Again, implementation will be key.  The new guidance provides that the Departments “may” approve waiver applications grounded in state executive authority, but the Departments have outlined no specific standard.  The guidance notes that the Departments will “look favorably upon” state governments’ interpretations of relevant state law, but stakeholders will not necessarily know how broadly the Departments are now interpreting state executive branch authority until the Departments have reviewed an application coming from a state without a specifically enacted law.  Furthermore, Section 1332(b)(2)’s statutory text arguably requires that states pass legislation specifically providing for a Section 1332 waiver programs, so this could be a potential issue for litigation.

Unchanged Standards

Finally, the new guidance does not modify some provisions that have made waiver approval challenging in the past.  For example, Section 1332(b)(1)(D) requires that waiver programs “not increase the federal deficit” over the period of the waiver, or in total over the 10 year budget plan, and the Departments have interpreted this requirement very strictly: for example, even if a state waiver program was anticipated to increase overall coverage – and thus increase federal outlays through premium tax credits – the Departments would not approve the program on the ground that it would increase federal spending, even though the increased federal spending anticipated would in fact further the coverage goals of the ACA.
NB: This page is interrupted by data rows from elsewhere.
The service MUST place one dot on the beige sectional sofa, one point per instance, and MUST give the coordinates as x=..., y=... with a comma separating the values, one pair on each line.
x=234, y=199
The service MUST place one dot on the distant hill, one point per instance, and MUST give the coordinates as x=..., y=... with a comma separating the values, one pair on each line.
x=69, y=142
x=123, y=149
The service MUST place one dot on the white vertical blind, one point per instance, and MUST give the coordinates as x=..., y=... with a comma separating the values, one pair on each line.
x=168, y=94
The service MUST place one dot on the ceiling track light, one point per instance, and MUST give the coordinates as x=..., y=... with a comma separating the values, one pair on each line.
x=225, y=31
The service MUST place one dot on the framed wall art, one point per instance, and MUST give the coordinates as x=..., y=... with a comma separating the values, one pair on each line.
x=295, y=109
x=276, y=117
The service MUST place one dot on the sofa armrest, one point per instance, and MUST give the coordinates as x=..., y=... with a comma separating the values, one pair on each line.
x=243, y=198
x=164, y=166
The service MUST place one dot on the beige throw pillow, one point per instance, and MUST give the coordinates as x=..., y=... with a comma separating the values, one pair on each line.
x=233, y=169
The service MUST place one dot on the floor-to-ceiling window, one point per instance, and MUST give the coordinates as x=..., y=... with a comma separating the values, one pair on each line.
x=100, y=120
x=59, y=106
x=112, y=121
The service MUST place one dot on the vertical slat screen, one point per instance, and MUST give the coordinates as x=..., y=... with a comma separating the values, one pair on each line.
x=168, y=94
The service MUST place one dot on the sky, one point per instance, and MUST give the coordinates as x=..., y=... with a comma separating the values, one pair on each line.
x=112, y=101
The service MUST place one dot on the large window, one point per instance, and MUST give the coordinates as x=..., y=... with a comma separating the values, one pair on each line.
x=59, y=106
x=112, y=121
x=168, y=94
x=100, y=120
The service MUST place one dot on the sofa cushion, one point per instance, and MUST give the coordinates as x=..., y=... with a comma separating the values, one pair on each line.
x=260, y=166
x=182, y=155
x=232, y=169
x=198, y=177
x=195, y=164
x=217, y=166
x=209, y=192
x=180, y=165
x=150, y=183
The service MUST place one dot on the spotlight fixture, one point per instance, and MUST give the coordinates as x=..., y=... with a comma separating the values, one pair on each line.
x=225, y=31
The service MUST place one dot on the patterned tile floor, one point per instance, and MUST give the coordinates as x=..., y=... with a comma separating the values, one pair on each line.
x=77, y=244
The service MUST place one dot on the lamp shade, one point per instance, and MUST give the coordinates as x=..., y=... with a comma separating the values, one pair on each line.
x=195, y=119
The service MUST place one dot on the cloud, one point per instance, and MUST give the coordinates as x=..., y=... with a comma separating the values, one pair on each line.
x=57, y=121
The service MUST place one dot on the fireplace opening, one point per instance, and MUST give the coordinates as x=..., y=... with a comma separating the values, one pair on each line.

The Departments only revised the 2015 guidance to clarify that the 10-year budget plan should describe the changes in projected federal spending and changes in federal revenue attributed to the waiver for each of the 10 years.  Therefore, states must still carefully design programs to avoid any increase in federal spending, even where that increase would result from coverage gains.

Conclusion

In issuing the new guidance, the Departments have sought to encourage waiver applications by seeking to refine and clarify their approach to Section 1332.  The Departments’ shift in emphasis could have enormous consequences, potentially allowing states to steer large numbers of residents out of ACA-compliant plans and into more affordable, less comprehensive coverage.  Ultimately, the impact of this guidance will come down to just how aggressively the Departments interpret their new position.  The revisions outlined by the Departments in this guidance could lead to significant changes in the country’s health insurance markets – but all of this will depend on the states’ willingness to submit waiver applications.

[1] Alaska, California, Hawai’i, Iowa, Maine, Maryland, Massachusetts, Minnesota, New Jersey, Ohio, Oklahoma, Oregon, Vermont, and Wisconsin have formally applied for waivers.  The Departments have approved waivers for Alaska, Hawai’i, Maine, Maryland, Minnesota, New Jersey, Oregon, and Wisconsin.  Notably, Idaho attempted major changes to its state health coverage laws in 2017 and 2018.  The Departments rejected those changes as non-compliant with the ACA by letter on March 8, 2018, but invited Idaho to apply for a Section 1332 waiver.  Recent reports indicate that Idaho will not pursue a waiver and may potentially allow the sale of coverage that does not meet the requirements of the ACA, but also does not qualify as STLDI.